6 Facts To Know About Discrimination During Pregnancy

You Have Rights As A Worker. I Will Help Protect Them.
Denis ZilberbergMarch 22, 2017Workplace Discrimination

Finding out you are pregnant is a joyous experience. You might be ready to start planning what you are going to do. Baby names, the nursery, and your labor and delivery are all things you might think about. At some point, you might realize that you will need to decide how to handle your job. Before you make any decision, think about these points.

#1: You can take time off work

Things happen when you are pregnant. You can take time off work when you need to because of medical concerns. You don’t have to remain off work throughout the remainder of your pregnancy unless your doctor recommends that you do so. Your employer can’t require you to stay off work. You might also be covered under the Family and Medical Leave Act, which enables you to take time off work under certain circumstances.

#2: Discrimination is forbidden as early as the interview process

Employers who are interviewing workers can’t discriminate against pregnant women. They shouldn’t ask about pregnancy in the interview. They can’t pass over a woman for hiring simply because she is pregnant.

#3: Pregnant women can’t be offered lesser benefits

Benefits must be available to pregnant women in the same manner in which they are available to any other worker who is eligible. Employers mustn’t bypass offering or providing a pregnant woman benefits on the basis of the pregnancy. This includes access to health care coverage.

#4: Doctor excuses must be handled carefully

Employers can’t demand doctors’ excuses, notes, or permission slips from a pregnant woman unless the employer would demand the same of a person who wasn’t pregnant. This includes asking a woman for permission from a doctor to return to work after an illness.

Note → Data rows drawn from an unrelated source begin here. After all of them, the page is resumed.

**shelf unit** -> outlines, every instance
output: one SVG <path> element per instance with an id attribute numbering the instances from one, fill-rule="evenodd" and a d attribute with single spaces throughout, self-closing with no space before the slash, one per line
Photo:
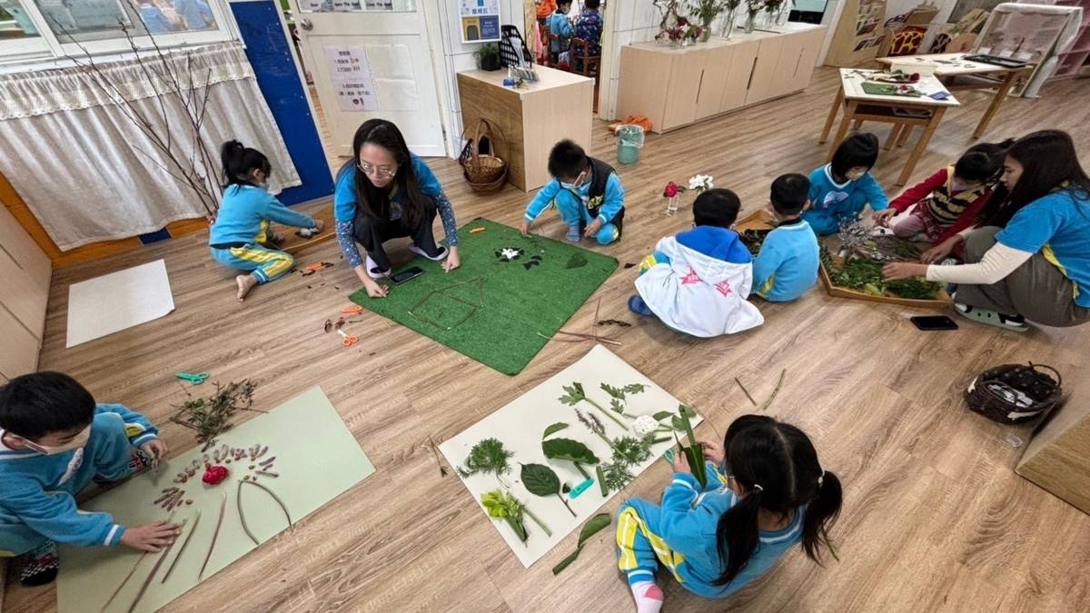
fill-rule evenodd
<path id="1" fill-rule="evenodd" d="M 1082 7 L 1082 24 L 1075 43 L 1066 51 L 1057 53 L 1059 65 L 1051 80 L 1090 76 L 1090 0 L 1037 0 L 1042 4 L 1057 7 Z"/>
<path id="2" fill-rule="evenodd" d="M 886 0 L 845 0 L 825 65 L 851 68 L 876 58 L 885 38 L 885 13 Z"/>

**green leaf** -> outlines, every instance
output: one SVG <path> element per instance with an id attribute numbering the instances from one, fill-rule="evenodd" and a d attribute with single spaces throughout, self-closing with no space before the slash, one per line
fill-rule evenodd
<path id="1" fill-rule="evenodd" d="M 625 402 L 621 402 L 617 398 L 610 398 L 609 399 L 609 408 L 613 409 L 614 412 L 616 412 L 616 413 L 623 413 L 625 412 Z"/>
<path id="2" fill-rule="evenodd" d="M 583 392 L 583 384 L 579 383 L 578 381 L 572 383 L 571 385 L 565 385 L 562 387 L 566 394 L 564 396 L 560 396 L 560 401 L 564 402 L 565 405 L 574 407 L 576 405 L 579 404 L 580 400 L 586 398 L 586 393 Z"/>
<path id="3" fill-rule="evenodd" d="M 583 548 L 582 546 L 578 546 L 578 548 L 576 548 L 576 551 L 569 553 L 568 557 L 565 557 L 564 560 L 560 561 L 559 564 L 557 564 L 556 566 L 553 567 L 553 575 L 554 576 L 559 575 L 561 570 L 564 570 L 565 568 L 567 568 L 569 564 L 571 564 L 572 562 L 576 561 L 577 557 L 579 557 L 579 553 L 581 551 L 583 551 Z"/>
<path id="4" fill-rule="evenodd" d="M 560 432 L 565 428 L 568 428 L 568 424 L 562 421 L 558 421 L 545 429 L 545 434 L 542 434 L 542 438 L 543 440 L 547 438 L 549 434 L 556 434 L 557 432 Z"/>
<path id="5" fill-rule="evenodd" d="M 588 539 L 604 530 L 609 526 L 610 521 L 613 519 L 608 513 L 600 513 L 592 517 L 590 521 L 583 524 L 583 529 L 579 532 L 579 546 L 582 548 Z"/>
<path id="6" fill-rule="evenodd" d="M 541 464 L 524 464 L 522 485 L 535 496 L 552 496 L 560 491 L 560 479 L 553 469 Z"/>
<path id="7" fill-rule="evenodd" d="M 542 441 L 542 452 L 548 459 L 567 460 L 576 464 L 595 465 L 600 460 L 594 452 L 579 441 L 571 438 L 549 438 Z"/>

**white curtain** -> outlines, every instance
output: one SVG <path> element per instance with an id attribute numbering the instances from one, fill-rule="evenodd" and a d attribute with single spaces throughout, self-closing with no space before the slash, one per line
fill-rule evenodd
<path id="1" fill-rule="evenodd" d="M 112 87 L 86 65 L 0 76 L 0 172 L 62 251 L 205 215 L 193 190 L 171 176 L 177 171 L 166 154 L 120 104 L 129 100 L 160 134 L 168 132 L 161 129 L 166 117 L 170 149 L 190 158 L 190 116 L 177 96 L 164 95 L 171 89 L 166 75 L 175 75 L 192 99 L 208 96 L 201 141 L 213 157 L 204 172 L 215 181 L 220 144 L 238 139 L 268 156 L 274 192 L 302 183 L 240 45 L 144 62 L 99 64 Z"/>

#5: You can choose when to tell your employer

You can choose when you are going to tell your employer. An employer can’t require a woman to inform supervisors or anyone else of a pregnancy. Think about what accommodations you might need when you are trying to decide when to tell your employer. You would need to speak up if your doctor gives you restrictions or you are unable to do your assigned duties.

#6: You can take action

Pregnancy discrimination is a serious issue. Any pregnant woman who is a victim has the right to take action. Learn about the laws that protect you and find out how you can hold the employer accountable for discrimination.